Twenty two of 87 (26%) cough swabs from the symptomatic group were positive: Staphylococcus aureus (n = 11) and P aeruginosa (n = 13) were isolated. All these patients had empirically commenced treatment at the time of consultation. However, the cough swab results led to a change in antibiotic therapy in five patients.

In the second study, 30 patients had cough swabs compared with concomitant spontaneously expectorated sputum samples. The following organisms were isolated: P aeruginosa(n = 13), mucoid P aeruginosa (n = 12),Staphylococcus aureus (n = 7),Stenotrophomonas maltophilia (n = 3),Burkholderia cepacia (n = 1). Twelve bacterial isolates were cultured from cough swabs; 36 isolates were cultured from the corresponding sputum sample. Eleven of 12 (92%) organisms detected in the cough swabs and in the corresponding sputum sample had the same antibiotic sensitivity pattern. Cough swabs compared with sputum samples had a specificity of 100% and sensitivity of 34%. The positive predictive value for a cough swab was 100% and the negative predictive value was 21%.


The principle findings of this study are firstly that a positive cough swab, although commoner in symptomatic, non-productive patients, is not uncommon in asymptomatic children with CF. Secondly, the study comparing cough swabs with spontaneously expectorated sputum implies that organisms isolated from a cough swab are representative of those found in lower airway secretions obtained from sputum culture. Therefore, a positive cough swab is strongly predictive of lower airway infection. However, a negative cough swab cannot rule out infection in the lower airway.

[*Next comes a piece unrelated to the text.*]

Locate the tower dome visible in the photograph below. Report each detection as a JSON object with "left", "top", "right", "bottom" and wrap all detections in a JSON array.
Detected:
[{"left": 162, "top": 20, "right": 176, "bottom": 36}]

The strengths of this study are in its pragmatic design and outpatient setting. The weaknesses include the lack of any bronchoalveolar lavage (BAL) data which would be considered the “gold standard” for microbiological culture of the sections.5 However, BAL is not a routine procedure and cannot be carried out in an outpatient setting; therefore we could not justify its use for this study. This study also does not address whether our practice of treatment guided by cough swabs results will affect long term outcome data in our paediatric CF population.

Our results conflict with a large study in which throat swabs were compared to BAL and suggested that a negative throat swab is helpful in ruling out lower airway infection.6 The investigators used oropharyngeal swabs taken under general anaesthesia; in our study we used cough swabs taken with no direct contact with the oropharynx, and all swabs were performed in an outpatient setting.

We conclude that cough swabs can provide additional useful information to direct antibiotic therapy in young, non-expectorating CF patients as even non-symptomatic patients may have a positive cough swab. A positive cough swab is a strong predictor of a positive sputum sample; however, a negative cough swab cannot rule out lower airway infection and persistent symptoms should be further investigated, for example by BAL.